各カテゴリーの日本代表、湘南ベルマーレ、ドイツ・ブンデスリーガのシュツットガルトなど、サッカーを始めてから多くの時間を「キャプテン」として過ごしてきた遠藤航。そんな遠藤が考える、「自分なりのキャプテンシー」とは?
チームが勝てないときは批判されてきた
(シュツットガルトでキャプテンをしていたとき)いざ、シーズンが始まって、若い選手が多いクラブゆえに「もっとここで集中しよう!」「しっかり練習をしよう」と言いたくなることが何度もありました。
(遠藤航・著『DUEL』)
けれど(僕は)一度も、そういったことを口にしませんでした。
理由はいろいろとあります。経験的に「悪いとき」に「喝」を入れるのは誰でもできて、逆にネガティブに働く可能性があること。何かを言うならむしろ「いいとき」に言うべきだ、と思っていたこと……。
日本代表のキャプテンを務めるようになってから、「キャプテンシーについて」や「リーダーとは?」みたいな質問を受けることが増えました。
みんなで「優勝」と口を揃えて挑んだ2023年のアジアカップでベスト8どまりになった頃には、メディアやサポーターのなかでも僕のキャプテンシーが足りないという意見があった、とも聞いています。
結果が出なかったのだから、その意見は重要です。あとは、僕が変える(変わる)か、変えない(変わらない)のか……。
自分のキャプテンシーに疑問を向けられたことは、これまでもあります。冒頭に紹介した僕の本の一節は、ドイツ・ブンデスリーガのシュツットガルト時代の話。
チームがなかなか勝てず、キャプテンである僕はメディアから「もっと怒るべきだ」とか「発信力が足りない」といった批判を受けました。地元紙から直接インタビューをされたこともあります。実際に書かれたトーンと違って、話している時は「キャプテンも大変だよね」みたいな感じだったんですけどね……(苦笑)。
キャプテンの仕事はブレずに導くこと
キャプテンシーとは何か。その答えはわかりません。ただ、遠藤航なりのキャプテンシーは? と問われれば、「変わらない」ことにあるんじゃないかと思っています。
僕はサッカーを始めてからというもの、ほとんどの時間を「キャプテン」として過ごしてきました。
中学時代を皮切りに、各ユース世代の日本代表、Jリーグの湘南ベルマーレ、ドイツのシュツットガルト、そしてA代表……。いろんなことを経験してきて、いつからか「キャプテンは自分だ」とすら思うようになるくらい当たり前のことでした。
もちろん、「自分がキャプテンじゃなきゃ嫌だ!」と思うようなことはありません。でも、たとえば(吉田)麻也さんがメンバーからいなくなった日本代表の発表を目にしたときは、「俺がやるよな」と感じていたことは確かです。

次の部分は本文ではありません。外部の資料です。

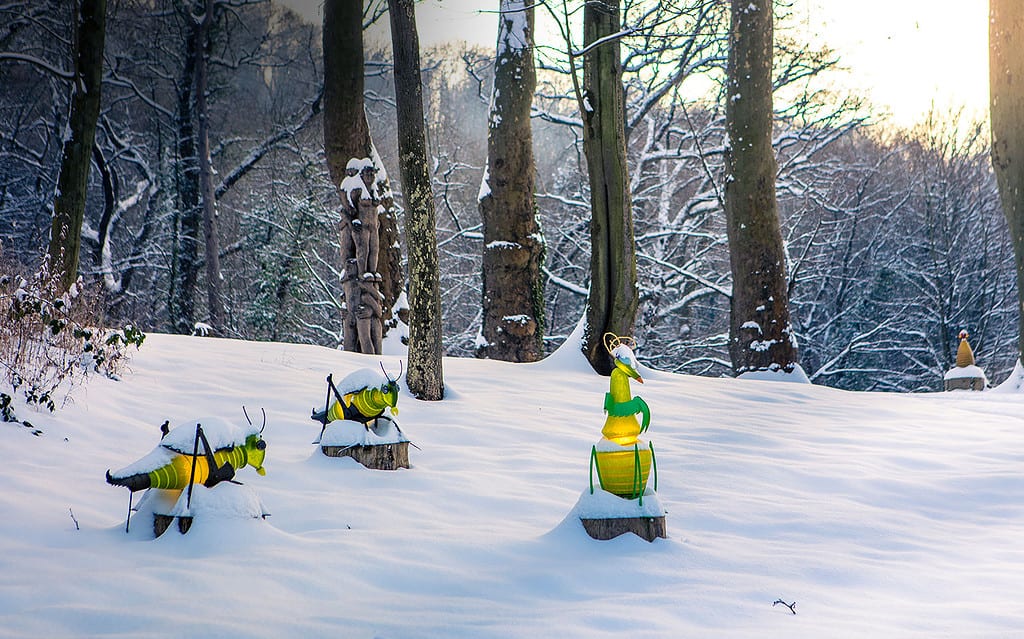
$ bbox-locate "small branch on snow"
[771,599,797,614]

そのくらいずっとキャプテンをやってきたので、左腕にキャプテンの腕章があり、ピッチを先頭で歩くことがしっくりきます。単純にカッコいいと思うし、誰もが憧れている立場にいられる幸福感があります。
だから、簡単に変わってはいけないと思うんです。
ブレないともいうけど、チーム状況が悪い、うまくいかない、という理由でいきなり何かを変えることは「絶対に必要なキャプテンの仕事」だとは思えない。
そこは二者択一ではなくて、変わることが必要なときもあるし、そうじゃないときもあるということ。

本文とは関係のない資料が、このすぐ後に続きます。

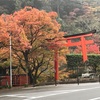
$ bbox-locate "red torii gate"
[52,30,96,85]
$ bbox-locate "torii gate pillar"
[64,30,96,62]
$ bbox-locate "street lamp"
[3,15,12,87]
[9,33,12,87]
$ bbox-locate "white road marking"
[0,86,100,100]
[89,97,100,100]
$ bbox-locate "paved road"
[0,83,100,100]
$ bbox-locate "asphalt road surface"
[0,83,100,100]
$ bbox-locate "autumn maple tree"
[0,7,64,84]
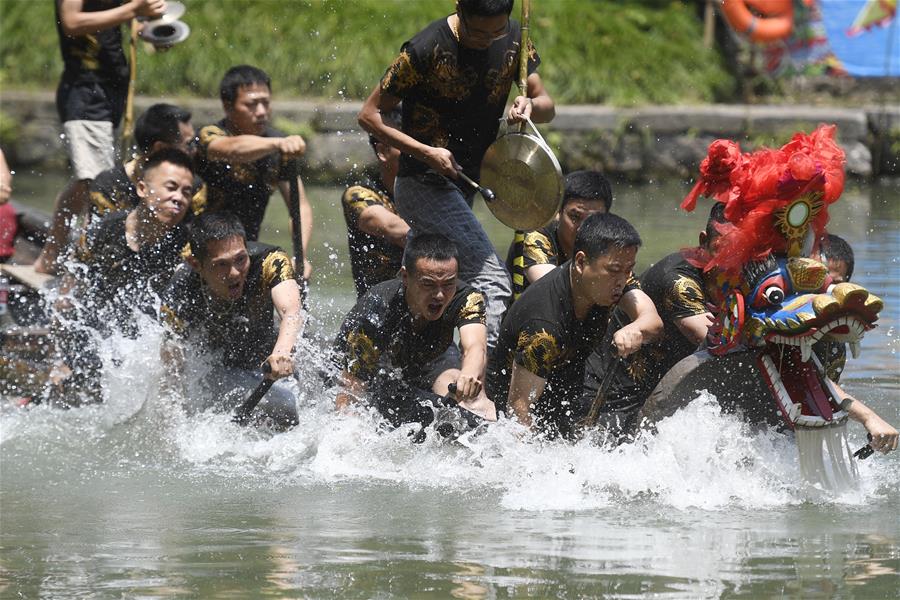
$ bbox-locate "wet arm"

今の日本代表は、本当に選手の質が高い。ただ、ワールドカップ優勝という目標がある限り、選手個々のレベルアップは欠かせません。
キャプテンとして選手の信頼を高めつつ、コミュニケーションを増やしながら「優勝」という目標を変えず、ブレさせない方向へ導いていく。それが僕の仕事だと思っています。
遠藤航/Wataru Endo
1993年生まれ。2010年に湘南ベルマーレに加入後、浦和レッズを経て海外に。ベルギー、ドイツでキャリアを積み、イングランド・プレミアリーグの名門リバプールの中心選手として活躍する。1対1の強さに定評のあるミッドフィルダー。サッカー日本代表のキャプテンも務めている。著書に『DUEL』などがある。